“But eight point one percent. . . . Uh, that’s what you said, right, Zandi?”
“I said eight. I said eight. Eight point one is worse than I expected.”
“I mean, this is bad, right?”
“There’s nothing redeeming about it. . . . There’s nothing good about it. . . . I don’t see anything redeeming about it at all. . .”
“So why are the futures higher? Any idea why the futures are higher?”
“Well, there were articles out yesterday that said if it was just a complete blowout. . . . It’s a capitulation, a capitulation. That this is the worst; that was the, that was the talk.”
“Well, you could now say that February was better than December and January!”
“But we haven’t got the revisions yet!”
“It’s a capitulation . . . but when you look at the private sector forecasts that are out . . . things are still gonna be worsening.”
“It’s very very . . .”
“But the futures . . .”
That is the sound of the CNBC in the moments following the worst jobs report in the history of jobs reports. Eight people with at least as many advanced degrees among them are assembled onscreen on March 6 in the network’s customary “octobox” grid formation to hold forth on this fresh piece of data, the 8:30 a.m. release of which a timer in the corner has been ticking toward by the hundredths of a second. In this economy, the network’s promotional spots remind viewers at every commercial break, the most valuable asset you have is information.

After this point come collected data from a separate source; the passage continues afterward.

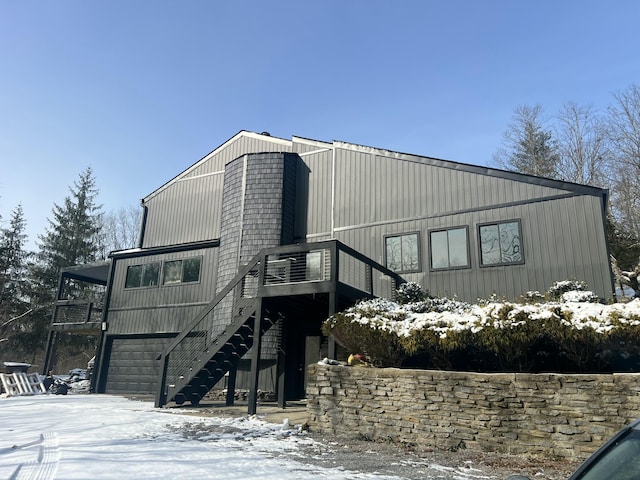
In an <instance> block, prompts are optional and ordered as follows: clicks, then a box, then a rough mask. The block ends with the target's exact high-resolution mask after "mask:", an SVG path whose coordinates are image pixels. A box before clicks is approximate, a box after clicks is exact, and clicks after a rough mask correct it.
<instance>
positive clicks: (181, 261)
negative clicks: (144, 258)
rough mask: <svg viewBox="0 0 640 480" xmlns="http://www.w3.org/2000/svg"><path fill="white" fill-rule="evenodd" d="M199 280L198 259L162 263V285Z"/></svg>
mask: <svg viewBox="0 0 640 480" xmlns="http://www.w3.org/2000/svg"><path fill="white" fill-rule="evenodd" d="M199 280H200V257H194V258H186V259H184V260H171V261H168V262H164V269H163V273H162V283H163V285H174V284H176V283H190V282H197V281H199Z"/></svg>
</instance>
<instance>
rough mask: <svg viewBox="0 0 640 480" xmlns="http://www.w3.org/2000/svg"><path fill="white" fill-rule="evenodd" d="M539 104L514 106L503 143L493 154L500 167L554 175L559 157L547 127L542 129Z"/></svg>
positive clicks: (505, 133) (540, 115)
mask: <svg viewBox="0 0 640 480" xmlns="http://www.w3.org/2000/svg"><path fill="white" fill-rule="evenodd" d="M541 116H542V107H541V106H540V105H536V106H534V107H529V106H526V105H523V106H520V107H518V108H516V111H515V113H514V115H513V123H512V124H511V125H509V127H508V129H507V131H506V132H505V133H504V135H503V136H504V146H503V148H501V149H499V150H498V152H497V153H496V154H495V155H494V160H495V161H496V162H497V163H498V165H500V166H501V167H503V168H506V169H507V170H512V171H515V172H520V173H526V174H529V175H537V176H540V177H549V178H555V177H556V176H557V172H556V166H557V165H558V162H559V160H560V157H559V155H558V150H557V145H556V142H555V140H554V138H553V135H552V133H551V131H550V130H545V128H544V126H543V124H542V120H541Z"/></svg>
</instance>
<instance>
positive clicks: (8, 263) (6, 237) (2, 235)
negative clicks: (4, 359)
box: [0, 205, 30, 351]
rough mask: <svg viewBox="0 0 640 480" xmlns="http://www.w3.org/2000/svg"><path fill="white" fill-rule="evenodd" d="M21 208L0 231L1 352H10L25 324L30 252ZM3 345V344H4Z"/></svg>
mask: <svg viewBox="0 0 640 480" xmlns="http://www.w3.org/2000/svg"><path fill="white" fill-rule="evenodd" d="M25 228H26V221H25V219H24V213H23V210H22V206H21V205H18V206H17V207H16V208H15V209H14V210H13V212H12V213H11V218H10V220H9V225H8V227H6V228H2V229H0V343H3V348H2V350H3V351H10V350H13V349H14V347H15V335H16V334H19V333H20V331H22V330H23V329H24V328H23V327H24V322H25V321H28V317H27V315H28V314H29V312H30V310H29V302H28V299H27V293H26V292H27V285H26V268H27V259H28V257H29V252H27V251H26V250H25V244H26V241H27V235H26V234H25V233H24V231H25ZM5 342H6V343H5Z"/></svg>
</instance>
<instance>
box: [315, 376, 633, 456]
mask: <svg viewBox="0 0 640 480" xmlns="http://www.w3.org/2000/svg"><path fill="white" fill-rule="evenodd" d="M639 391H640V375H638V374H612V375H607V374H602V375H563V374H521V373H500V374H481V373H467V372H445V371H430V370H405V369H395V368H380V369H378V368H368V367H346V366H338V365H322V364H317V365H310V366H309V367H308V383H307V408H308V411H309V426H310V428H311V429H312V430H314V431H318V432H323V433H327V434H333V435H336V436H350V437H360V438H367V439H371V440H385V441H389V440H390V441H394V442H399V443H409V444H416V445H422V446H428V447H433V448H438V449H444V450H457V449H469V450H473V451H477V452H489V451H491V452H504V453H511V454H525V455H531V456H536V455H545V456H554V457H564V458H573V459H582V458H584V457H586V456H587V455H588V454H590V453H592V452H593V451H595V450H596V449H597V448H598V447H599V446H600V445H601V444H602V443H604V442H605V441H606V440H607V439H608V438H609V437H610V436H611V435H613V434H614V433H615V432H616V431H618V430H619V429H620V428H622V427H623V426H624V425H625V424H627V423H628V422H630V421H631V420H634V419H635V418H637V417H640V394H639Z"/></svg>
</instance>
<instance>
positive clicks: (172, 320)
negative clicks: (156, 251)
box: [108, 248, 218, 335]
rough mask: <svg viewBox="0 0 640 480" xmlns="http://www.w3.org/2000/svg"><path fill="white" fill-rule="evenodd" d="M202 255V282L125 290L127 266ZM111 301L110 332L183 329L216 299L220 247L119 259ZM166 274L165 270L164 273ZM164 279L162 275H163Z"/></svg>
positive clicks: (152, 330) (109, 322)
mask: <svg viewBox="0 0 640 480" xmlns="http://www.w3.org/2000/svg"><path fill="white" fill-rule="evenodd" d="M196 256H201V257H202V262H201V266H200V281H199V282H197V283H185V284H176V285H158V286H155V287H149V288H133V289H125V288H124V285H125V279H126V275H127V267H128V266H130V265H140V264H143V263H151V262H163V261H168V260H178V259H183V258H191V257H196ZM115 261H116V268H115V274H114V279H113V285H112V292H113V293H112V295H111V301H110V304H109V317H108V320H109V334H110V335H116V334H136V333H149V332H154V333H167V332H179V331H181V330H182V329H183V328H184V326H185V325H186V324H187V323H188V322H189V321H190V320H191V319H192V318H193V317H194V316H195V315H196V314H197V313H198V312H199V311H200V310H202V307H203V306H204V305H206V304H207V303H208V302H210V301H211V300H212V299H213V295H214V292H215V285H216V277H217V275H216V274H217V269H218V251H217V248H210V249H199V250H192V251H188V252H176V253H168V254H164V255H150V256H146V257H137V258H124V259H117V260H115ZM160 275H162V271H161V272H160ZM160 278H162V276H161V277H160Z"/></svg>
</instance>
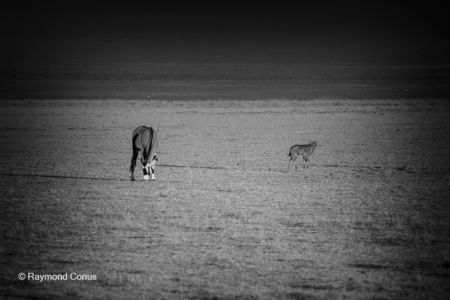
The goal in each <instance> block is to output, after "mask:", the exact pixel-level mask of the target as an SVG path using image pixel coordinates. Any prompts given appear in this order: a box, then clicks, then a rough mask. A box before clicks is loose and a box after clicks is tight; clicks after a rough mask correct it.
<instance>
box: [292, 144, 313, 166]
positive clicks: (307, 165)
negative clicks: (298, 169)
mask: <svg viewBox="0 0 450 300" xmlns="http://www.w3.org/2000/svg"><path fill="white" fill-rule="evenodd" d="M316 147H317V142H310V143H309V144H306V145H294V146H292V147H291V148H290V149H289V166H288V170H289V169H290V168H291V161H293V162H294V163H295V160H296V159H297V157H298V156H299V155H301V156H303V169H304V168H305V167H306V168H309V166H308V161H309V157H310V156H311V154H313V152H314V150H315V149H316ZM295 169H297V165H295Z"/></svg>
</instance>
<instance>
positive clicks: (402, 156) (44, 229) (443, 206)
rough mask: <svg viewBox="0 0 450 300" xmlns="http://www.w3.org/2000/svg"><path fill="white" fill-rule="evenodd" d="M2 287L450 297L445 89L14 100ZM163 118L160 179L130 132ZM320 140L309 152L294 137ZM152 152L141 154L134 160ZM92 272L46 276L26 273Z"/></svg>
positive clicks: (153, 291) (409, 296) (285, 296)
mask: <svg viewBox="0 0 450 300" xmlns="http://www.w3.org/2000/svg"><path fill="white" fill-rule="evenodd" d="M0 107H1V110H0V120H1V121H0V122H1V128H0V145H1V151H0V155H1V162H2V163H1V165H0V178H1V181H0V201H1V202H0V203H1V210H0V231H1V232H0V234H1V243H0V262H1V273H0V276H1V277H0V283H1V284H0V295H2V297H3V298H30V299H31V298H32V299H35V298H65V299H66V298H108V299H149V298H151V299H152V298H163V299H186V298H195V299H197V298H202V299H217V298H220V299H222V298H225V299H235V298H239V299H242V298H245V299H247V298H248V299H256V298H261V299H340V298H342V299H344V298H345V299H347V298H348V299H361V298H365V299H370V298H372V299H428V298H432V299H446V297H447V295H448V294H449V293H450V285H449V281H450V280H449V277H450V253H449V249H450V247H449V246H450V235H449V234H450V227H449V226H450V202H449V201H448V199H450V192H449V185H450V155H449V153H450V152H449V151H450V134H449V132H450V105H449V104H448V102H447V101H443V100H391V99H381V100H320V99H318V100H311V101H290V100H264V101H263V100H261V101H226V100H223V101H179V102H177V101H140V100H128V101H121V100H70V101H63V100H59V101H58V100H54V101H53V100H52V101H50V100H49V101H37V100H36V101H26V100H22V101H2V102H0ZM138 125H151V126H157V127H159V128H160V131H161V142H160V151H159V152H160V161H159V162H160V165H159V166H158V167H157V170H156V176H157V180H156V181H155V182H144V181H142V174H141V171H140V169H139V168H138V169H137V170H136V173H137V175H138V177H137V178H139V180H138V181H135V182H131V181H129V179H128V178H129V173H128V166H129V161H130V157H131V142H130V136H131V132H132V130H133V129H134V128H135V127H136V126H138ZM311 140H315V141H317V142H318V144H319V146H318V147H317V149H316V152H315V153H314V154H313V156H312V158H311V161H310V168H309V169H306V170H304V169H303V168H302V166H301V164H300V165H299V168H298V170H293V169H291V170H290V171H289V172H288V171H287V170H286V169H287V166H288V157H287V154H288V149H289V147H290V146H291V145H292V144H294V143H303V142H304V143H306V142H309V141H311ZM138 166H139V165H138ZM20 272H24V273H26V274H28V272H33V273H35V274H64V273H66V272H67V273H69V274H70V273H72V272H75V273H77V274H91V275H95V276H96V280H85V281H74V280H59V281H56V280H55V281H51V280H50V281H44V282H39V281H33V280H28V279H25V280H23V281H21V280H19V279H18V274H19V273H20Z"/></svg>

CNBC: Now more than ever. How valuable is it now to be told America is screwed? (Now more than ever?) We learn that in February, 851,000 more Americans have been added to the nation’s out-of-workforce and, worrisomely, two hundred thousand have been jobless since December and January but were simply delayed along the path toward becoming statistics, meaning February’s numbers could climb further. The chief appeal of the octobox—its animated eight-way debates—is somewhat limited when there is such consensus about the consensus. “There’s no way that we could or should put a positive spin on these,” White House economic adviser Christina Romer confirms, smiling weakly, as if to a grandchild who hasn’t quite learned to accept that Daddy isn’t coming home.
Exactly a year before this jobs report, the last of the optimistic forecasters on Wall Street “capitulated,” in Wall Street parlance, to the reality of a deep recession. Sixty-three thousand jobs had been lost in February 2008. Angelo Mozilo, the persimmon-skinned former CEO of Countrywide Financial, the subprime mortgage lender, was being grilled on Capitol Hill about the nine-figure compensation package he got peddling the predatory home loans that were upending neighborhoods across the country. The Dow closed below 12,000 for the first time since November 2006. “Godot,” the theretofore relentlessly bullish economist Edward Yardeni wrote in a research report that day, “has arrived.”
A few days later Bear Stearns collapsed. By the end of the year the most salient remaining arguments against the nationalization of the banking system were practical concerns. A consensus began to emerge about the nation’s economic narrative: a few bulge-bracket banks had bilked the broader economy of trillions of dollars with the phony profit margins they booked by inventing new financial “products” that packaged, traded, and placed evermore complex bets on consumer debt. They said they were ensuring the “efficient allocation of capital,” but they were allocating a suspicious amount of capital to themselves. Wall Street, in short, had royally screwed Main Street.
But rarely will one hear this consensus voiced on the deepest-pocketed journalistic outlet covering all these stories. When the subject of taxpayer-subsidized bonuses comes up, for example, CNBC’s sources on the trading floor will assure you they share the outrage, but “level heads”—CNBC seems to hold levelheadedness in the utmost regard these days—must not succumb to “class warfare.” Class warfare has been the subject of several CNBC segments already this year, not that the network seems to have a clearly defined view of what class warfare is, simply that the market doesn’t like it.